Archaeology meets art at Papay Gyro Nights
The boundaries between art and archaeology are becoming increasingly blurred.
Ideas drawn from contemporary art practice and theory are becoming common in archaeological interpretations of the past, and many contemporary artists are influenced by archaeological processes and subjects in their work. The appearance of artists-in-residence on archaeological research projects is a particularly emergent trend, with such creative collaborations becoming almost de rigueur on large excavations. So why not invert that dynamic and have an archaeologist-in-residence in a contemporary arts context?
In popular thinking, archaeology is connected with two things: the distant past, and excavation. But archaeology has expanded far beyond its antiquarian beginnings and its original focus. Archaeology investigates the complex entanglements of humans, places and things; the materiality of day-to-day living.
This is as relevant to the contemporary period as the ancient past. As such archaeology offers a method of enquiry rather than a period of study and it is now commonplace for archaeologists to study the contemporary or recent past as well as prehistory. This contemporary archaeology shares with contemporary art the exploration of site-specificity, context, process and time.

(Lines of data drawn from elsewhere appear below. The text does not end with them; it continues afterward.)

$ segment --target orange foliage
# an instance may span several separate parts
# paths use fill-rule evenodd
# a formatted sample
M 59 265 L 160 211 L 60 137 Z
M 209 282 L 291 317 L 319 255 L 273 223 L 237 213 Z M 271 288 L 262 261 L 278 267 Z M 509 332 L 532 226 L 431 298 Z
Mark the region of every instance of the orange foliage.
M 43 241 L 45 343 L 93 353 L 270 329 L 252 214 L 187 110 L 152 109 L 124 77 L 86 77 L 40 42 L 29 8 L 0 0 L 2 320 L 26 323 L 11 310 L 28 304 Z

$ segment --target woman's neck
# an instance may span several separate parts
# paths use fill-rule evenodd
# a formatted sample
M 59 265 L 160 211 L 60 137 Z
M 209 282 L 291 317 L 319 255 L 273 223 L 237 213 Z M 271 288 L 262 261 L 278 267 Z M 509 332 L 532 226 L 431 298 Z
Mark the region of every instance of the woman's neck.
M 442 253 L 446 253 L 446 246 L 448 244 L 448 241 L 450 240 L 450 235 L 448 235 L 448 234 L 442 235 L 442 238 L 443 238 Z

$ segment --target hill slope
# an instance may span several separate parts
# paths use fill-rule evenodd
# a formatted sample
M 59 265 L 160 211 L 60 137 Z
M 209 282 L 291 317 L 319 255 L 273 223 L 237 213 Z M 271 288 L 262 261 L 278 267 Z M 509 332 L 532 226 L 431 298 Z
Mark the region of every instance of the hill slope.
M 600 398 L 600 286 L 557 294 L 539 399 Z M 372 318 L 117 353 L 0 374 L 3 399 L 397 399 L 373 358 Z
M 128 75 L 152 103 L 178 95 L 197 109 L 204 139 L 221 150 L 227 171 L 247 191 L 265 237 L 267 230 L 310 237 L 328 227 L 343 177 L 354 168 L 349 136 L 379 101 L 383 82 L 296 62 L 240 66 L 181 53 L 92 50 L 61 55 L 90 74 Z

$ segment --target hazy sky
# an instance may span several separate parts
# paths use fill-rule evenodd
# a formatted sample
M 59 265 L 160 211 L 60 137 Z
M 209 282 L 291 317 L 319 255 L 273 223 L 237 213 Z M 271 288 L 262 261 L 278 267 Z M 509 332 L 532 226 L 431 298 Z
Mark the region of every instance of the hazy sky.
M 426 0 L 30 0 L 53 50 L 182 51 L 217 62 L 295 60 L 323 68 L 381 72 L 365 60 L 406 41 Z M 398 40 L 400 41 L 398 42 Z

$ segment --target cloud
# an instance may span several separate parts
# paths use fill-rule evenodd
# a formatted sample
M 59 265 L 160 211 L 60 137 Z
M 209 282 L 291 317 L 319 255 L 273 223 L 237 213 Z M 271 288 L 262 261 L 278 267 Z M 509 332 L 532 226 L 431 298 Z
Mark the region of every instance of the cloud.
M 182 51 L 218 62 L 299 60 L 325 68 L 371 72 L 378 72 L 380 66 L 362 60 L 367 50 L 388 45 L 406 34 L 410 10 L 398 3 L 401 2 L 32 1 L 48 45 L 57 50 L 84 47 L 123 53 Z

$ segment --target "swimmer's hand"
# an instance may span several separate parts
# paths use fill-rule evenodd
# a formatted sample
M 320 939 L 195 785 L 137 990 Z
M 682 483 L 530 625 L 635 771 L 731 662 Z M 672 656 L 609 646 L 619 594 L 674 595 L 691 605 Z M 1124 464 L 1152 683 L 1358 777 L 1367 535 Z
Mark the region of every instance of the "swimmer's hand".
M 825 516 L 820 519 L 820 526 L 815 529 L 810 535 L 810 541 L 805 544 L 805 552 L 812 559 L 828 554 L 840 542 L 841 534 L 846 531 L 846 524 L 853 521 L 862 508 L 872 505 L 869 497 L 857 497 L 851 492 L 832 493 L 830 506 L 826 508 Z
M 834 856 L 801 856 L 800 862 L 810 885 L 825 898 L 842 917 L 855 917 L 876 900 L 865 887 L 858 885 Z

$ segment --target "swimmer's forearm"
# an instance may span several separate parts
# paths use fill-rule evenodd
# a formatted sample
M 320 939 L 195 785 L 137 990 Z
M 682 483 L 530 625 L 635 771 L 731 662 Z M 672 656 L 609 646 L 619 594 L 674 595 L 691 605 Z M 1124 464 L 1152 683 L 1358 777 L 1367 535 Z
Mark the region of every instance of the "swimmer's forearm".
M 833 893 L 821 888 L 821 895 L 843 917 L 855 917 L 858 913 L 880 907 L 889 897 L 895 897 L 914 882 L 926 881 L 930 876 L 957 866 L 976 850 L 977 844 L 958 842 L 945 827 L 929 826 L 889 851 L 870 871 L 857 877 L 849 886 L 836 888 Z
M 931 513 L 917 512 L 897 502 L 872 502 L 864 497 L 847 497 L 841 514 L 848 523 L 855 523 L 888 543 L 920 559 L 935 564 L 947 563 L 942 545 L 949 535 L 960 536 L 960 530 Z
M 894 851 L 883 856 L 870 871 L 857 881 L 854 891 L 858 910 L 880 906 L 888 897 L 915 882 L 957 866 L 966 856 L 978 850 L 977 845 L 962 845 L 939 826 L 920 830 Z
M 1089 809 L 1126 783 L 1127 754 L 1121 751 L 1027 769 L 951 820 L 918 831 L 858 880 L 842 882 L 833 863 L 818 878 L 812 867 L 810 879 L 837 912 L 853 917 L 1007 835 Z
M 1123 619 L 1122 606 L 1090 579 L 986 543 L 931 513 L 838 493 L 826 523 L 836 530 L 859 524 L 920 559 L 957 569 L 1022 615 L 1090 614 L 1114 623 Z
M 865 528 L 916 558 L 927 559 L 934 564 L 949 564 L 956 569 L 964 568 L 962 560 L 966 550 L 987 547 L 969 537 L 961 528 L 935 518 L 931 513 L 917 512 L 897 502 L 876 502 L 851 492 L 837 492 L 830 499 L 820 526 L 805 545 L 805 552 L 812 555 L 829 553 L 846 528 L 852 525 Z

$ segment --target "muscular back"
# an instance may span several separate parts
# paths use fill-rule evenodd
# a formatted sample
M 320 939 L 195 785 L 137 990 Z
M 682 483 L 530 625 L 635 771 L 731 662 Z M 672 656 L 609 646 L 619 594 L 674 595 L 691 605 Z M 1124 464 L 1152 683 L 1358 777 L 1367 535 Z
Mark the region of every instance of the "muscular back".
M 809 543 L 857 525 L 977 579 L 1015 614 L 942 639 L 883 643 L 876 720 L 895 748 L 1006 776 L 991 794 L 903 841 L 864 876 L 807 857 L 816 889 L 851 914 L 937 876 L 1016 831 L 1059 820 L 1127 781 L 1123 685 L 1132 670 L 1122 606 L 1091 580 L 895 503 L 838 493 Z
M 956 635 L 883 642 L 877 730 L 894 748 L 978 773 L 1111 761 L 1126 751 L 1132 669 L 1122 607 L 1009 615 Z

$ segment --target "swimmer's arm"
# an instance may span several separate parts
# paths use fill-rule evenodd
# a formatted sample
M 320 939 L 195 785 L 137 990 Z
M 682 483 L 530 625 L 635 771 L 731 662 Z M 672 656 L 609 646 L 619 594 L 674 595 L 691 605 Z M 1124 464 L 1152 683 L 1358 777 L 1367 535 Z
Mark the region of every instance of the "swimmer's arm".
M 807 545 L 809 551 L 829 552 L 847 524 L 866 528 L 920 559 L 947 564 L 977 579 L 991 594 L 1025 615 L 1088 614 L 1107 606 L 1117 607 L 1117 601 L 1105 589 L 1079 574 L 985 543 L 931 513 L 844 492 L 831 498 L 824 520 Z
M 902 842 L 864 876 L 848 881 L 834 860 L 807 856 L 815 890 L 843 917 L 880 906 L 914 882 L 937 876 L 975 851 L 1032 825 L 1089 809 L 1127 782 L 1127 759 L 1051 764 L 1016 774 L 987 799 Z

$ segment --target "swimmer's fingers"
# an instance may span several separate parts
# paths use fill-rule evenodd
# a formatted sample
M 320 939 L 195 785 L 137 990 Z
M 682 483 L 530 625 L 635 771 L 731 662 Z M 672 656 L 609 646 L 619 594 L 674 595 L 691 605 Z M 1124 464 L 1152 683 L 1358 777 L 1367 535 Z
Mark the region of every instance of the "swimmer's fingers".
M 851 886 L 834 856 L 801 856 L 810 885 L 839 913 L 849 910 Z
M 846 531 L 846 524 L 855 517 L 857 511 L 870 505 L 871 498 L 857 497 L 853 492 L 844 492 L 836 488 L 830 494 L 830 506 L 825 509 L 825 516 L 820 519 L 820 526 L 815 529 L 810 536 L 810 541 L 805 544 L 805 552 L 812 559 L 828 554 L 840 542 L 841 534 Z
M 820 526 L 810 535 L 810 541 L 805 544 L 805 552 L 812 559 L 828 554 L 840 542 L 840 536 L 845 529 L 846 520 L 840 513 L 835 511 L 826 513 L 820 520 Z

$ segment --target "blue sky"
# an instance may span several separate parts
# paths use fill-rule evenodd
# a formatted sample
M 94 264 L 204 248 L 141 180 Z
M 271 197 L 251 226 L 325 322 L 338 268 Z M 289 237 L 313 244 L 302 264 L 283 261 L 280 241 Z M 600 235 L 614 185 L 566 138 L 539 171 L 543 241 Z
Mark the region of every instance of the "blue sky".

Accepting the practice of archaeology as a creative discipline, neither tied to excavation nor to the ancient past, allows the possibilities for research and collaboration to become infinite. As archaeologists-in-residence we will explore some of those possibilities.
Papay’s ancient past is well-documented, from the oldest standing building in northern Europe at the Knap of Howar, to the medieval remains of St Boniface Kirk. But these places continued to be important long after they were first constructed and used, and in many ways they are 21st-century sites as much as Neolithic, or medieval ones. The kelp stores and grain lofts also tell stories, as do the boat nausts around the shore, vestiges of a time when working the land and harvesting the sea dominated daily lives.
Papay Gyro Nights already has an archaeological sensibility. Narratives of past and present overlap as archaeology and folklore become entangled in the contemporary landscape of the island. The past is constantly being created, just as we ourselves are constantly in the process of becoming past. We simultaneously curate and mediate between assemblages of people and things, past and present. Art meets archaeology during the festival as the material traces of fire-burning rituals and performances leave their own record. The monument to the last great auk, the grave-markers of drowned sailors, the bomb craters at the north end, modern graffiti and beach bruck; these are often left out of traditional archaeological discussions, yet are archaeology nonetheless.
As archaeologists-in-residence, we do not intend to carry out a traditional archaeological survey of the island, as that has been expertly done before. We want to complement previous work by exploring the contemporary archaeology and future folklore of the island. Over the next year we hope the residency will allow us the opportunity to learn about our own archaeological practice whilst also offering a new perspective on Papay Gyro Nights.